Jonah stumbled backward toward the attic window, but the light outside had changed. The sky beyond was no longer dusky violet but deep, ink-black. No stars. No moon. Only the faint shimmer of fog rolling in across the lawn.
The child he had seen moments ago was no longer there.
The woman in the chair stood.
Not slowly. Not creakingly. She rose, as though the gravity in the attic shifted just for her.
“The house keeps what it claims.”
She said.
“And it chose you long ago.”
Jonah opened his notebook again, desperately flipping pages. The last one had changed.
Where once the phrase had repeated—The house is waiting. The house is watching.—now there was only one line:
“The house has taken root in me.”
His hands began to tremble. He dropped the notebook.

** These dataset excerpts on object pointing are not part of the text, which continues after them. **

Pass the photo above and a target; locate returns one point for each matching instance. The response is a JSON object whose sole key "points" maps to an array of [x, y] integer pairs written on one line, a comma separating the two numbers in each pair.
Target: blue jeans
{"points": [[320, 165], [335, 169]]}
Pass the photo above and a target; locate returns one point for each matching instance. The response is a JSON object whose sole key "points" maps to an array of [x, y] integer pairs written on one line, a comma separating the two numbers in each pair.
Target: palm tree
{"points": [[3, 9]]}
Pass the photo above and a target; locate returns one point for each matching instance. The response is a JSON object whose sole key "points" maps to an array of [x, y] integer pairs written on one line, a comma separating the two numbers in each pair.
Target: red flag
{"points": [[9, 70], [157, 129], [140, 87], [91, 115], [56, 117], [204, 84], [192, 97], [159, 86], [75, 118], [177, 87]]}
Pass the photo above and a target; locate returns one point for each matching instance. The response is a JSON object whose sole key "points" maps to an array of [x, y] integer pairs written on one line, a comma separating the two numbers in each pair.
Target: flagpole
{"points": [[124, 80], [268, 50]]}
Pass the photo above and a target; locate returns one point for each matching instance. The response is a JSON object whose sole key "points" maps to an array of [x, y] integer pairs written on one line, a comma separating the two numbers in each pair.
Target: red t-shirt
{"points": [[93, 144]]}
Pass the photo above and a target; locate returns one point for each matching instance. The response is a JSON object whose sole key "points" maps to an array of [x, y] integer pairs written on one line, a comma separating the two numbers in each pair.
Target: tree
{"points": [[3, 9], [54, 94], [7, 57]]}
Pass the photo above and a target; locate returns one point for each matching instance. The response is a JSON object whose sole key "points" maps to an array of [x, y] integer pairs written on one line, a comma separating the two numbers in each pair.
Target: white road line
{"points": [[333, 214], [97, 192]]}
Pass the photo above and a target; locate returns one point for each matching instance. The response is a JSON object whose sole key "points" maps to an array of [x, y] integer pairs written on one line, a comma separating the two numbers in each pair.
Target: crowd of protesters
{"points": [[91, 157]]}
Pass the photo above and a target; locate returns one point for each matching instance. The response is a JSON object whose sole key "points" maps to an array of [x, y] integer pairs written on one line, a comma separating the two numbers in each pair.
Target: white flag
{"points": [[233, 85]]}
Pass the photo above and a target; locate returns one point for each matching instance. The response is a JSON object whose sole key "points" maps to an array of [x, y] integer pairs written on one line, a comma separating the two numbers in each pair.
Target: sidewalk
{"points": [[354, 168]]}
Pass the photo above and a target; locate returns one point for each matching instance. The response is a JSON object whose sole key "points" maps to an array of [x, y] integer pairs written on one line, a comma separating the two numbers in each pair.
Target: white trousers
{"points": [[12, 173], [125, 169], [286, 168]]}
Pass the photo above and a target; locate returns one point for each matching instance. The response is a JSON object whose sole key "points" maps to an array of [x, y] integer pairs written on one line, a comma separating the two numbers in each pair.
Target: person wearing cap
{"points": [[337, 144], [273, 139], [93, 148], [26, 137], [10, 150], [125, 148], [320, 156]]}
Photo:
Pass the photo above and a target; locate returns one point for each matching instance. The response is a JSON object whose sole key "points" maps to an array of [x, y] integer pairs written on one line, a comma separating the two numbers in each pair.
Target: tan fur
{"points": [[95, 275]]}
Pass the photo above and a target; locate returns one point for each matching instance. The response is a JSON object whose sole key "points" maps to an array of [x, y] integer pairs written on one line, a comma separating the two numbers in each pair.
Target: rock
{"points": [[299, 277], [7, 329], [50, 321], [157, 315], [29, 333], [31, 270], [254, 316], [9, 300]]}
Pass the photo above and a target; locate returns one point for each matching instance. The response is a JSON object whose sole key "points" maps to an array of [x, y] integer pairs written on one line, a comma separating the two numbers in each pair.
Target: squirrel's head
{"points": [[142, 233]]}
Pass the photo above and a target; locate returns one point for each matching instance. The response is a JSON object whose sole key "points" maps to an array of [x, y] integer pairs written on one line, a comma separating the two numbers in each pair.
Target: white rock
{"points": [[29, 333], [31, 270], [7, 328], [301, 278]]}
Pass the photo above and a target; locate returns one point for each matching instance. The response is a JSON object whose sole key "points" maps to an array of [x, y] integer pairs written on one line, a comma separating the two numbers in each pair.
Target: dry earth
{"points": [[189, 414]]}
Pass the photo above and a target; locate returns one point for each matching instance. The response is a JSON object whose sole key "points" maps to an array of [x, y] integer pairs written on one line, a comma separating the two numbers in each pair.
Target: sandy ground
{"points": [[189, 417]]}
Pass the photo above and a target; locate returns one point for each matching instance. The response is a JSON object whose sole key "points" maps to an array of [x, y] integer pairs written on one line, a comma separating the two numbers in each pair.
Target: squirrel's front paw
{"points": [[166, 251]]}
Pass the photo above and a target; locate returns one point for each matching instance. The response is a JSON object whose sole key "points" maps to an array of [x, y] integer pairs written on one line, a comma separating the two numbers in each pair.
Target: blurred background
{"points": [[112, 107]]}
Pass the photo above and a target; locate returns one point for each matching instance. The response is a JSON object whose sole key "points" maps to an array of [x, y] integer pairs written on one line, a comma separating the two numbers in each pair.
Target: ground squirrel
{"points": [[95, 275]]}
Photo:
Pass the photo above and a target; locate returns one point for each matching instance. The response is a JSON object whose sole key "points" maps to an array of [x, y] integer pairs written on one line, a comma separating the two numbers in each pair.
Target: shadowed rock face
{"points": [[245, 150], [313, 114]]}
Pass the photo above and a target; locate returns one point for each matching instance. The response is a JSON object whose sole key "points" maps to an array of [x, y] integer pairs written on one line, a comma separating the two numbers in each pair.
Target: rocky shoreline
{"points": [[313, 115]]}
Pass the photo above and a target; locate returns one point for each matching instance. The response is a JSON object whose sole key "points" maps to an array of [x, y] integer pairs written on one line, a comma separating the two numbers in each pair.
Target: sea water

The floor beneath him rippled slightly, the wooden planks softening beneath his boots. He looked down. He saw the faint outline of veins—not his. They were pressing against his skin from below. The veins snaked up his legs like ivy. His reflection in the attic’s glass window twisted subtly—his eyes darker, his face slackening.
The woman smiled gently now.
“You will remember everything soon.”
She whispered.
Then her body folded in on itself, collapsing like smoke caught in reverse. She vanished, leaving the rocking chair slowly swaying, empty once more.
Jonah tried to scream but found no sound.
The voices filled the attic.
“Welcome home.”
Outside, the porch lantern flickered brighter.
And in the attic window, a tall man is now be seen standing in the golden glow, perfectly still. Eyes like shadow. Watching.
Jonah Bell had returned.
But he would not be leaving again.
The next morning, a thin layer of fog clung to the outskirts of town, thickest around the old Sims’ place. The porch lantern had burned through the night, casting a low amber halo across the perfectly trimmed lawn.
A small group of townsfolk had gathered again on the sidewalk, just beyond the rusted gate. They stood quietly—arms crossed, coffee cups in hand, pretending they were just out for a walk.
Sheriff McKinley stood among them, jaw tight, his badge catching the early sun.
“Who was he?”
Asked Mr. Darnell, the barber, adjusting his cap.
“No one local.”
Said the sheriff.
“Drifter, maybe. Name’s Jonah Bell. Didn’t leave a car. Walked in, like they all do.”
The crowd fell silent again. No birds sang. Even the breeze seemed reluctant to pass through the yard.
And then, from the attic window, the light flickered once.
Mrs. Calloway, who had lived on that block the longest, shook her head slowly and muttered, half to herself:
“Oh dear. It’s starting all over again.”
No one disagreed.
They stood a while longer, staring at the house. They quietly dispersed. Each of them walked away faster than they meant to.
None of them noticed the child standing just beyond the fog, clutching a sketchpad and watching the window.
Waiting for the house to notice him.